取材開始時には、すでに一部区間で運転時の注意点が現場とで共有されていました。その後数分経ったとき、「新大阪駅で△番列車が発車直後、非常ブザーが取り扱われて緊急停車した模様です」の一報が入ります。一気にざわつく指令所。ダイヤ通りに運行することができなくなり、周囲の列車にも影響が波及します。この瞬間から各列車をどうすればいいのか。秒単位の判断が求められることになります。
そもそも何の情報があって、何の情報が必要なのか。その情報を元にどう判断すればいいのか。1人ではとっさに対応できないことでも、チームが互いに補い合って、判断の手助けをしていきます。
運転再開までに大事なのは現場の安全確保。「誰がブザーを押したの?」「何が起きてブザーを押すことになったの?」「列車はどの位置で停まってるの?」という複数の声が上がり、現場と通話中の受話器を持った指令員が、「わかった」とばかりに手を上げます。
ここで現場の状況把握を担当するのが、駅や各列車の乗務員と連携を取る「輸送旅客指令」です。指令室の中でも指令の種類で島が分かれていて、島と島で声が飛び交います。それと並行して、「□番列車は〇駅停車中」「×番列車は…」と、周囲の状況が刻一刻と共有されます。
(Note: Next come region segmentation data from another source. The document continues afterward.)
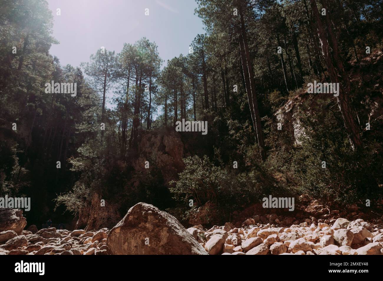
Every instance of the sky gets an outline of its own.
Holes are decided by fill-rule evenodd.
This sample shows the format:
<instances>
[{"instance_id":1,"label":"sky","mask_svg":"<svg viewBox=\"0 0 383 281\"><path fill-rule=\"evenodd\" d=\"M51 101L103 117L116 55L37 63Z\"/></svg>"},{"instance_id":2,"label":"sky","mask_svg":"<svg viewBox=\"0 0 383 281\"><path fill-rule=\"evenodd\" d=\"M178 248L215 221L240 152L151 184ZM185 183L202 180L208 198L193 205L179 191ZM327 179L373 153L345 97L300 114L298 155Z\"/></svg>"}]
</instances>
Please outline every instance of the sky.
<instances>
[{"instance_id":1,"label":"sky","mask_svg":"<svg viewBox=\"0 0 383 281\"><path fill-rule=\"evenodd\" d=\"M167 60L187 54L195 36L205 33L202 21L194 14L195 0L47 2L54 18L53 35L60 42L52 45L50 52L63 65L80 66L101 46L119 52L124 43L145 37L158 45L163 67Z\"/></svg>"},{"instance_id":2,"label":"sky","mask_svg":"<svg viewBox=\"0 0 383 281\"><path fill-rule=\"evenodd\" d=\"M194 15L195 0L47 1L53 16L53 36L59 42L52 45L49 52L63 66L80 67L102 46L119 53L124 43L133 44L145 37L158 46L163 68L168 60L187 54L194 37L205 33L202 21ZM113 91L106 95L109 108L115 106ZM159 108L153 119L160 114Z\"/></svg>"}]
</instances>

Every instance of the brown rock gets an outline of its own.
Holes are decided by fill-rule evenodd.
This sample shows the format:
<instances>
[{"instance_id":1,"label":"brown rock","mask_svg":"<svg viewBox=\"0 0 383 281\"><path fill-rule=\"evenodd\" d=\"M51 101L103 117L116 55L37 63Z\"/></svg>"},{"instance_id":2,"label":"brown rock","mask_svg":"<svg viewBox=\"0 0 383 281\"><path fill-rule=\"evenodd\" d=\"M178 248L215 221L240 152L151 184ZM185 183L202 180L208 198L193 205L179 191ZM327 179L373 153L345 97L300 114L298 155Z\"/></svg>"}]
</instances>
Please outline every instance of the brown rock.
<instances>
[{"instance_id":1,"label":"brown rock","mask_svg":"<svg viewBox=\"0 0 383 281\"><path fill-rule=\"evenodd\" d=\"M334 237L340 246L351 246L354 234L349 229L338 229L334 232Z\"/></svg>"},{"instance_id":2,"label":"brown rock","mask_svg":"<svg viewBox=\"0 0 383 281\"><path fill-rule=\"evenodd\" d=\"M20 209L0 208L0 232L13 230L21 234L26 225L26 219L23 216Z\"/></svg>"},{"instance_id":3,"label":"brown rock","mask_svg":"<svg viewBox=\"0 0 383 281\"><path fill-rule=\"evenodd\" d=\"M26 246L28 244L28 241L25 236L21 235L8 240L4 249L7 251L10 251L11 250L16 250L19 247Z\"/></svg>"},{"instance_id":4,"label":"brown rock","mask_svg":"<svg viewBox=\"0 0 383 281\"><path fill-rule=\"evenodd\" d=\"M29 252L24 250L11 250L8 255L27 255Z\"/></svg>"},{"instance_id":5,"label":"brown rock","mask_svg":"<svg viewBox=\"0 0 383 281\"><path fill-rule=\"evenodd\" d=\"M260 237L253 237L242 242L241 247L244 252L246 252L261 244L263 242L262 239Z\"/></svg>"},{"instance_id":6,"label":"brown rock","mask_svg":"<svg viewBox=\"0 0 383 281\"><path fill-rule=\"evenodd\" d=\"M205 244L205 250L209 255L220 255L223 250L225 240L226 239L223 234L213 235Z\"/></svg>"},{"instance_id":7,"label":"brown rock","mask_svg":"<svg viewBox=\"0 0 383 281\"><path fill-rule=\"evenodd\" d=\"M0 245L17 236L17 234L13 230L7 230L0 232Z\"/></svg>"},{"instance_id":8,"label":"brown rock","mask_svg":"<svg viewBox=\"0 0 383 281\"><path fill-rule=\"evenodd\" d=\"M283 243L277 242L270 246L272 255L280 255L287 252L287 247Z\"/></svg>"},{"instance_id":9,"label":"brown rock","mask_svg":"<svg viewBox=\"0 0 383 281\"><path fill-rule=\"evenodd\" d=\"M131 208L110 230L106 245L112 255L207 254L175 218L142 203Z\"/></svg>"},{"instance_id":10,"label":"brown rock","mask_svg":"<svg viewBox=\"0 0 383 281\"><path fill-rule=\"evenodd\" d=\"M246 252L246 255L267 255L268 252L268 247L265 243L262 243L254 247Z\"/></svg>"}]
</instances>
現場の様子は手元の画面だけでなく、正面に広がる巨大な「総合表示板」にも表示されます。列車がどこにいるのか、線路の分岐器がどちら側にスイッチしているのかなどが一目でわかります。
総合表示板の前では、指令員が紙にマジックで、問題の起きた列車の番号と状況などを書き込み、表示板へ貼り付けます。状況が分かり次第、マジックの書き込みが増えていきます。